Early on, Churchill worried about the consequences of a premature D-Day landing, which Eisenhower would command in June 1944. The British Prime Minister told the American general: “When I think of the beaches of Normandy choked with the flowers of American and British youth and when in my mind’s eye I see the tides running red with their blood I have my doubts—I have my doubts, Ike, I have my doubts.”3
The Prime Minister proved correct in opposing a premature invasion in 1942 or 1943. In his war memoirs, Eisenhower observed: “While Winston might at times express his doubts in the close confines of an intimate meeting, he would never show pessimism or hesitancy in public.”4 Eisenhower wrote that “among ourselves, the Prime Minister would add, following his expression of doubt, ‘We are committed to this operation of war.

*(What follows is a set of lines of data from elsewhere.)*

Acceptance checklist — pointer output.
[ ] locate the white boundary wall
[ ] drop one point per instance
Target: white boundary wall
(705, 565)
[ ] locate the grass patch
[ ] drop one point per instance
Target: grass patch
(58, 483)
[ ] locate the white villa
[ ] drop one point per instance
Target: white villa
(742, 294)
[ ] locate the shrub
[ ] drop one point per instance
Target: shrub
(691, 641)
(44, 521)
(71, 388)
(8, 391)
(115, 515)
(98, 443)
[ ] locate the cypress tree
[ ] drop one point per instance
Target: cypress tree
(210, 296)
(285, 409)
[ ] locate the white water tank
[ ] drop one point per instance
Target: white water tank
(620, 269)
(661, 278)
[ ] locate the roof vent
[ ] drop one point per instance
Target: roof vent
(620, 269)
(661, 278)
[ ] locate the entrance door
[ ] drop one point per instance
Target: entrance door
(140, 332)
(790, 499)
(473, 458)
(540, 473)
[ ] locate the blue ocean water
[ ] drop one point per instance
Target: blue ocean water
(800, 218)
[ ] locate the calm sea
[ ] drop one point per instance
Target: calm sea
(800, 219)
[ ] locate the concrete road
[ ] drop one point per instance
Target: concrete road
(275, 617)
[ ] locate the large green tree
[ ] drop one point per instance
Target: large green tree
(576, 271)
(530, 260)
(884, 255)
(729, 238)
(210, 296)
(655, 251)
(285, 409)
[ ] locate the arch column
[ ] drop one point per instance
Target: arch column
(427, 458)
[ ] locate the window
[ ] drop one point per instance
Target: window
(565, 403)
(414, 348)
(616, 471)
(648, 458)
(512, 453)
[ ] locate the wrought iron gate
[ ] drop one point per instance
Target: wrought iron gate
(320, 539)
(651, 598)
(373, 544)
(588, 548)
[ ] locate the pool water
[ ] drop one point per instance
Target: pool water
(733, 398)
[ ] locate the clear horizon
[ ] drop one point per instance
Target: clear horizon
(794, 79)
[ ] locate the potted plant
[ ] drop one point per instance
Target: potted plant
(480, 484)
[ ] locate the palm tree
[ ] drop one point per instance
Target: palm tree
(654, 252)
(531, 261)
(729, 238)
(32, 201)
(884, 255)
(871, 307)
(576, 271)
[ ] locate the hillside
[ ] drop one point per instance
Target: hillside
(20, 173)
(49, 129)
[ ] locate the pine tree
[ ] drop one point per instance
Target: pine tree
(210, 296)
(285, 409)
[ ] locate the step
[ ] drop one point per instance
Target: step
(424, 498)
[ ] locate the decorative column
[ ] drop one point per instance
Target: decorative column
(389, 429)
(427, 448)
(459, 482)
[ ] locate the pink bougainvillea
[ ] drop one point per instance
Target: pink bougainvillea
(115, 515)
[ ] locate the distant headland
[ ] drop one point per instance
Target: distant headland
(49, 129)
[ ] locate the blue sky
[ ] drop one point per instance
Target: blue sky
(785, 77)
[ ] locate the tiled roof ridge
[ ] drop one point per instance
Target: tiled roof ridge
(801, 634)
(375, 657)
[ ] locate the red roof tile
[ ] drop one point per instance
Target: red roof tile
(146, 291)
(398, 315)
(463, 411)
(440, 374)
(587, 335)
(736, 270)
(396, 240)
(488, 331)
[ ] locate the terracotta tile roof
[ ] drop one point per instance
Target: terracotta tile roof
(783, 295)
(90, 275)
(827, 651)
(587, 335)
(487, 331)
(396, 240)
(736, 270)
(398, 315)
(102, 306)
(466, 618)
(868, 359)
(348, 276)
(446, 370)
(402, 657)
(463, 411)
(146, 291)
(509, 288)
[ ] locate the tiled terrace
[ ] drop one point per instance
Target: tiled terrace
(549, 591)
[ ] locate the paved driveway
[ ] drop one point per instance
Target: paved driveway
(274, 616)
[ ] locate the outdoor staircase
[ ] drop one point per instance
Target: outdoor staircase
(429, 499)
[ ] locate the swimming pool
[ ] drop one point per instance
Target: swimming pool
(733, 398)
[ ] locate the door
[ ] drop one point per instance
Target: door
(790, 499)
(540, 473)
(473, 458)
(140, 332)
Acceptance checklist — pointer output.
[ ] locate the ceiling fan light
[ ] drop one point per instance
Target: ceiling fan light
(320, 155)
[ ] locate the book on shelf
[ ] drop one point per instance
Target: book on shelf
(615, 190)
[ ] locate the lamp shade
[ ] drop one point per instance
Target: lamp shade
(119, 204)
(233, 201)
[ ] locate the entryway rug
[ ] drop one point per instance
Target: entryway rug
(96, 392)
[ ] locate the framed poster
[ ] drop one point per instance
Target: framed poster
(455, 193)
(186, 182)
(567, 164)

And we must all, as loyal Allies, do our very best to make it a success.’”5
The General would listen to the Prime Minister, but ignore him when necessary. Ike knew he could count on the full backing of President Roosevelt and US Army Chief of Staff, George Marshall. At key points Churchill would come to Ike’s defense. During the climactic Battle of the Bulge in December 1944, Churchill called Eisenhower to say he was releasing a press statement as “a mark of confidence in you.”6 Churchill would listen to Eisenhower, but he ignored Ike’s cautious orders when the Prime Minister insisted upon getting too close to the German front in 1945. Eisenhower would block the Prime Minister’s attempts to cross the Rhine personally in late March. After the General departed, Churchill declared: “I’m now in command. Let’s go over.”
Churchill differed with Eisenhower about the importance of capturing Berlin ahead of the Russians. “The idea of neglecting Berlin and leaving it to the Russians to take at a later stage does not appear to me to be correct,” Churchill wrote.7 The Prime Minister was practiced in the art of “judge-shopping.” If one American official did not give him the answer he sought, Churchill would find another. But he usually discovered he could not undo Eisenhower’s military decisions. After his election defeat, Churchill left office at the end of July 1945. Eisenhower then arranged for him to use a villa near Cannes to decompress from five years of strenuous war leadership. Eisenhower’s son noted: “Ike was always conscious that the Prime Minister was a piece of history.”8
Nearly two decades later in his BBC eulogy for Churchill, Eisenhower said: “With no thought of the length of time he might be permitted on earth, he was concerned only with the quality of the service he could render to his nation and to humanity. Though he had no fear of death, he coveted always the opportunity to continue that service.” Eisenhower declared of the Prime Minister: “Among all the things so written or spoken, there will ring out through the entire century one incontestable refrain: Here was a champion of freedom.”9
Lewis E. Lehrman, co-founder of the Gilder-Lehrman Institute of American History, is author of Lincoln at Peoria: The Turning Point (Stackpole, 2008) and Lincoln ‘by littles’ (TLI Books, 2013).
1. Robert H. Pilpel, Churchill in America, 1895–1961 (New York: Harcourt, Brace, Jovanovich, 1976), p. 170.
2. John S. D. Eisenhower, General Ike: A Personal Reminiscence (New York: Free Press, 2004), p. 184.
3. James C. Humes, Eisenhower and Churchill: The Partnership That Saved the West (New York: Forum Books, 2001), p. 180.
4. Dwight D. Eisenhower, At Ease: Stories I Tell to Friends (New York: Doubleday, 1967), p. 273.
5. Ibid.
6. Harry C. Butcher, My Three Years with Eisenhower (New York: Simon and Schuster, 1946), p. 734.
7. Omar N. Bradley and Clay Blair, A General’s Life (New York: Simon and Schuster, 1983), p. 421.
8. John S. D. Eisenhower, General Ike, p. 180.
9. Dwight D. Eisenhower, Post Presidential Papers, 1961–1969, 1965 Principal File, Eisenhower Presidential Library, Abilene, Kansas.